Fig. 5.

Conservation test of interologs and conserved subnetworks. A, Summary of conservation tests carried out in this study by pairwise Y2H assays using protein pairs of E. coli and H. pylori PIM.2_all as prediction source. In addition, interologs from PPI databases and the literature are compared. Detailed results are given in supplemental Table S5 and S6. B, Number of interactions tested as positive with E. coli pairs by different Y2H vectors. Note that both N- and C-terminal fusions were used as indicated, while H. pylori screens only used N-terminal fusions. C, Numbers of E. coli interologs predicted (first number) and verified (second number) by various prediction methods. The confirmation rate is given in percent. For details see supplemental Table S7. D, Protein pairs of the experimentally confirmed and nonconfirmed interactions from our pairwise E. coli Y2H tests and literature overlaps are plotted against their sequence identities (%). Each dot represents an interolog in E. coli and the axis represents the identity of each protein with its ortholog in H. pylori. Solid, red circles show positively verified interactions, blue crosses are not confirmed ones. See also supplemental Fig. S2. E, Comparison of the joint sequence identities versus predicted and confirmed interologs. See text for details.
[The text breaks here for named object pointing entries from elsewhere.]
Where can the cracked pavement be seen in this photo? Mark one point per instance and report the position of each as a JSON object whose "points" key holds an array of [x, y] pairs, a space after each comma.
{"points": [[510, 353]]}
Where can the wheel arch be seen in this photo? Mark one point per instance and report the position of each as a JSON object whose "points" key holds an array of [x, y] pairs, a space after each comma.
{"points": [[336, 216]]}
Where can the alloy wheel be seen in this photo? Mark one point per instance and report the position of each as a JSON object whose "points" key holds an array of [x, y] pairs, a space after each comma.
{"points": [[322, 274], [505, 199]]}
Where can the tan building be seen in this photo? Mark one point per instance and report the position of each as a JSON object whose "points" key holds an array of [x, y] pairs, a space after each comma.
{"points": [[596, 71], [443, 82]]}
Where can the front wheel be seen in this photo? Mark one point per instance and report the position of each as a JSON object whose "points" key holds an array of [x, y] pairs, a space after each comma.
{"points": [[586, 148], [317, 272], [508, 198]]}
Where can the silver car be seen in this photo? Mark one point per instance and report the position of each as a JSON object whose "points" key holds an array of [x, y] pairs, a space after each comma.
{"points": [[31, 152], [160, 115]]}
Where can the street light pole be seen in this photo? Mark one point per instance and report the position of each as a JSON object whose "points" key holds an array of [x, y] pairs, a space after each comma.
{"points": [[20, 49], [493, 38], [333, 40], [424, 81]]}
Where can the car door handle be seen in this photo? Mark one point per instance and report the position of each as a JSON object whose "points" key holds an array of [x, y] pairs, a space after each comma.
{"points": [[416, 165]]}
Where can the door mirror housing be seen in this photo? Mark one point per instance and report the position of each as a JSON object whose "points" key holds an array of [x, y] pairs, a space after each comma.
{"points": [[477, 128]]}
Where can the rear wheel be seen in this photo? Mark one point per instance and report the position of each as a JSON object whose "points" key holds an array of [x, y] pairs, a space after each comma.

F, Example of a conserved subnetwork enriched for “signal transduction” and chemotaxis proteins (TlpA, CheW, CheA, CheY). “Red PPIs” were identified in H. pylori, E. coli, and C. jejuni and represent a part of the well understood chemotaxis pathway. “Blue PPIs” were found in H. pylori and E. coli, only, and involve the unexpected enzymes Mda66 (MdaB, quinone reductase), PncC (NMN amidohydrolase), and YhdJ (DNA adenine methyltransferase).